Adsorption of Citric Acid onto Calcium Peroxide Nanoparticles: Equilibrium, Kinetic, and Thermodynamic Data

Abstract

Recently, metal peroxide nanoparticles are becoming more significant as nano-adsorbents owing to their notable and improved features as well as their easy and economical synthesis. In the current investigation, calcium peroxide (CaO2) nanoparticles were evaluated as a new nano-adsorbent for the citric acid adsorption. For this purpose, calcium peroxide (CaO2) nanoparticles were synthesized utilizing an easy precipitation technique and characterized by various analyses (BET, FTIR, XRD, and SEM). The synthesized CaO2 nanoparticles were in nanoscale size with 34.77 nm, and the surface area was found to be 13.58 m(2).g(-1). The impacts of various adsorption conditions like adsorbent dosage (0.05-0.30 g), initial citric acid concentration (2-10% w/w), equilibrium time (30-240 min), and temperature (25-55 degrees C) were investigated. Moreover, thermodynamics and kinetic and isotherm modeling studies were theoretically computed to clarify citric acid adsorption process onto CaO2 nanoparticles.
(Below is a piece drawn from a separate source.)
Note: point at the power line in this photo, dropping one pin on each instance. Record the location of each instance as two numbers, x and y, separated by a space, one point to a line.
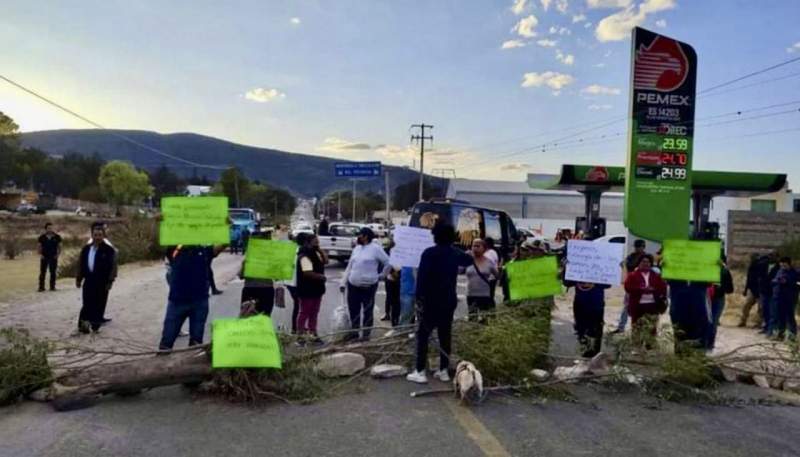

The highest CaO2 nanoparticle adsorption capacity for citric acid removal was obtained as 369.83 mg/g at the adsorbent dosage of 0.05 g, the initial concentration of citric acid of 10% (w/w), the equilibrium time of 180 min, and temperature of 25 degrees C. The outcomes demonstrated that calcium peroxide nanoparticles are effective adsorbents in removing citric acid from an aqueous solution.